É remetida ao general Carmona, Presidente da República, um ultimato: “Forças revolucionárias de todo o Norte impõem demissão do Gabinete Militar que abusivamente quis governar em nome do exército, desejando a sua substituição por um Governo Nacional republicano e o regresso à Constituição”

As tropas revoltosas foram engrossadas nas horas e dias seguintes com militares vindos de Guimarães, Famalicão, Vila Real, Régua, Lamego, Póvoa do Varzim e com o GAM 2 – Grupo de Artilharia de Montanha nº 2 de Amarante, que ainda na tarde do dia 3 teve um importante papel ripostando ao fogo de artilharia das forças fiéis à ditadura e impondo-lhe um recuo desde o Quartel da Serra do Pilar até ao Monte da Virgem.

As forças fieis ao regime, foram sendo reforçadas, e com um elevado número de efectivos militares, acabaram por impor a sua superioridade, fustigando as posições dos revoltosos com fogo de artilharia e semeando destruição e morte.

No dia 8 de Fevereiro os revoltosos optaram pela rendição incondicional.
No rescaldo desta revolta perderam a vida cerca de 100 pessoas e o número de feridos ultrapassou os 500.
Amarante foi igualmente palco de alguns combates no âmbito desta revolta. Nos dias 6 e 7 de Fevereiro, forças fiéis ao governo da ditadura, travaram violentos combates contra soldados revoltosos do Regimento de Infantaria 13 de Vila Real, que por falta de transporte em Vila Meã se haviam dirigido e ocupado o Quartel de Artilharia em Amarante. A população da nossa vila na manhã do dia 7, tratou de pôr a vida a bom recato fugindo para as aldeias limítrofes. Os combates duraram até às 13 horas do dia 8, quando a superioridade das forças fiéis à ditadura e a informação de que a revolta havia fracassado no Porto, levou as forças do RI 13 de Vila Real a depor as armas e a entregar-se às forças que já cercavam a vila.


Quartel de artilharia no Campo da Feira.

As forças do RI 13 foram desarmadas e levadas sob prisão, para o Quartel de Artilharia no Campo da Feira.

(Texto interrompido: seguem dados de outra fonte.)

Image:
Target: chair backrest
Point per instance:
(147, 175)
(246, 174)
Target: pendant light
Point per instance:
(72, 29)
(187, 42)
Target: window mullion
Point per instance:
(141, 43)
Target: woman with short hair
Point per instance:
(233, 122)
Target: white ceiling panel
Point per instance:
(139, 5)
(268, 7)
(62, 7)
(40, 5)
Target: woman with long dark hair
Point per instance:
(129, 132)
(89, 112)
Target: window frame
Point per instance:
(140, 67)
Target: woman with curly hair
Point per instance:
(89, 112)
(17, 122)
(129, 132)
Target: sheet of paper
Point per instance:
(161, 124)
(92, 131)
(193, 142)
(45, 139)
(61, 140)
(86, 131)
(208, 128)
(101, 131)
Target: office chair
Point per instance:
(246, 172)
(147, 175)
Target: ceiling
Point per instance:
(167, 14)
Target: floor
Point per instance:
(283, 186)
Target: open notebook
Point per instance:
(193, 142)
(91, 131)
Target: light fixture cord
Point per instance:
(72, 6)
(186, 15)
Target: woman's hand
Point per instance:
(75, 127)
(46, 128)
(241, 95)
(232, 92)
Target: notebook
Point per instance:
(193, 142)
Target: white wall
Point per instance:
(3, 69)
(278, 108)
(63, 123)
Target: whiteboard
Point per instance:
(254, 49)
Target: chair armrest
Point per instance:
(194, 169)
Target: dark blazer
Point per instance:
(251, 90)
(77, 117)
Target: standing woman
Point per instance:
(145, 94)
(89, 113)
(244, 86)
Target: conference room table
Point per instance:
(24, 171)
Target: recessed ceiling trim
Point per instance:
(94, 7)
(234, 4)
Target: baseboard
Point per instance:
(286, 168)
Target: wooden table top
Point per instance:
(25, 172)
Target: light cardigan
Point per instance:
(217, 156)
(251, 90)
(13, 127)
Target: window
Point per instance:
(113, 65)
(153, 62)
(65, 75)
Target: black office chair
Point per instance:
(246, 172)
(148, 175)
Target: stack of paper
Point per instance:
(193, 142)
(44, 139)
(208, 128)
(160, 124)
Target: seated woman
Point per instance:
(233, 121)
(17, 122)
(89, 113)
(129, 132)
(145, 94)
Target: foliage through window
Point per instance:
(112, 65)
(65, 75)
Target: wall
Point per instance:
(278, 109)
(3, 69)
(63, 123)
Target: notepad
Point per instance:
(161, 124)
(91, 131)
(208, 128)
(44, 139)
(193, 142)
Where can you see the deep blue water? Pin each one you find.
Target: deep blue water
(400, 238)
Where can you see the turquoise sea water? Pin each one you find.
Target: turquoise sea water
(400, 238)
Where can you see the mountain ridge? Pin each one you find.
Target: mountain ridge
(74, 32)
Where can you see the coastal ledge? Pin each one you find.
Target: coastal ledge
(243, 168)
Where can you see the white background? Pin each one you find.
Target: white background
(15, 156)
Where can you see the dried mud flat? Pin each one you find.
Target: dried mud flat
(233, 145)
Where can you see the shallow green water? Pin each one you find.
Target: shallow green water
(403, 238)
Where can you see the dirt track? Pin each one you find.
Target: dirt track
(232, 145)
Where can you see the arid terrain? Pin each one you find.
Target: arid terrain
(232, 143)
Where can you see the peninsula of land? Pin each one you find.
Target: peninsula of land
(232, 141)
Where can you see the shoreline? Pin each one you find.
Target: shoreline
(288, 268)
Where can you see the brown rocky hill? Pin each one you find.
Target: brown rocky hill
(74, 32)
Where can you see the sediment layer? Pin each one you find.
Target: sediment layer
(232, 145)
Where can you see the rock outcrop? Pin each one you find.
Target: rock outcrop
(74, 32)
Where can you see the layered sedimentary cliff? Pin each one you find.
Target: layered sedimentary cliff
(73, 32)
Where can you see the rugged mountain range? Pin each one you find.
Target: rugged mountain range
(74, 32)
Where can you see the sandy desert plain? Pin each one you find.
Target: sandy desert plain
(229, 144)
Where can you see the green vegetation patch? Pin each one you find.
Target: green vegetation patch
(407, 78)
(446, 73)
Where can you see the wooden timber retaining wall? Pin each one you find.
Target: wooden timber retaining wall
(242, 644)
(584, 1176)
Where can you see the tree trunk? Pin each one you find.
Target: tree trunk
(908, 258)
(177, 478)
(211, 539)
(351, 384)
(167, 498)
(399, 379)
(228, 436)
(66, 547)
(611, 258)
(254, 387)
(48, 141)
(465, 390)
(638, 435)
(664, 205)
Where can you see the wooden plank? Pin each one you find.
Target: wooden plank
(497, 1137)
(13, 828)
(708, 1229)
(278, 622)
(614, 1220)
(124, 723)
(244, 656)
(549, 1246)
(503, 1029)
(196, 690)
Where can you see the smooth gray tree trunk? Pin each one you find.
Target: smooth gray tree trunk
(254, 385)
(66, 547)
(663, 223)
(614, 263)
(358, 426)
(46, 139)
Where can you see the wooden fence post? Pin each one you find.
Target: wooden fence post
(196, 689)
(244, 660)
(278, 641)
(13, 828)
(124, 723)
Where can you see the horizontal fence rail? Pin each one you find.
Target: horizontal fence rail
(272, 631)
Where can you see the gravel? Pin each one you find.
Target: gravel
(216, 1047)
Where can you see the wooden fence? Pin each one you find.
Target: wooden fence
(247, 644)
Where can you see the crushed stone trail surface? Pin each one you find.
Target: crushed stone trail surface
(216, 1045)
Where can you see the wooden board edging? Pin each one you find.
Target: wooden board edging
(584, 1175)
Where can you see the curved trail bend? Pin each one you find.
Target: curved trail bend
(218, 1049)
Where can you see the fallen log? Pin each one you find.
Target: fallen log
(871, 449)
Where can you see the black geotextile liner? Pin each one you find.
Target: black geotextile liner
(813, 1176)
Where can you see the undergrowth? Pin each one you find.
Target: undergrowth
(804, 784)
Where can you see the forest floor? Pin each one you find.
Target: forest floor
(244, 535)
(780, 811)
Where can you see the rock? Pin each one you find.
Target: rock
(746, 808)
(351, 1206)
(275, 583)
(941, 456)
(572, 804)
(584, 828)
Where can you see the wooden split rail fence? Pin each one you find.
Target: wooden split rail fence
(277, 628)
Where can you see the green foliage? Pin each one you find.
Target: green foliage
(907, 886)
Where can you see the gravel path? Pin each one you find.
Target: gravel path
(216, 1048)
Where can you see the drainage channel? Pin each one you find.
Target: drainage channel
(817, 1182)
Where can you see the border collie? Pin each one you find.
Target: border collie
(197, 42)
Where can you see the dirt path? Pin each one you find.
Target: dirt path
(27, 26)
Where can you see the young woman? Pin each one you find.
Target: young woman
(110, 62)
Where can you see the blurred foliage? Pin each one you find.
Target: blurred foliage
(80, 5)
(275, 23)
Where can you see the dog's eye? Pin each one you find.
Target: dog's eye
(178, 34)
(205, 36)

Amarante sofreu as consequências da sua participação nesta revolta!
Um elevado número de militares do nosso Quartel (4 oficiais e 13 sargentos) foram presos, julgados e alguns condenados pela sua participação nesta revolta, num Tribunal Militar Especial que reuniu no Tribunal Judicial de Amarante a 15 de Junho de 1928.
O Grupo de Artilharia de Montanha nº2 de Amarante foi um mês depois extinto, pelo Decreto 13.244 de 8 de Março de 1927.

O tribunal Militar Especial já se havia reunido anteriormente em Amarante para julgar os civis amarantinos que de uma ou outra forma haviam apoiado a revolução. E de um total de 76 pessoas que foram presas, exiladas ou que passaram a viver na clandestinidade importa referir que foram notificados como culpados homens como o inspector escolar José Custódio de Pinho, António Balbino de Carvalho (negociante), António J.M. do Lago Cerqueira (proprietário), Rodrigo Ferreira da Cunha, José da Silva Costa, Alberto Carvalhal, António Mendes Vahia (secretário da Câmara Municipal) José Vahia de Sousa Carneiro (Oficial do Registo Civil) Dr. Joaquim Costa e José Martins Branco, homens que eram conhecidos pelo seu arreigado pendor democrático e/ou republicano!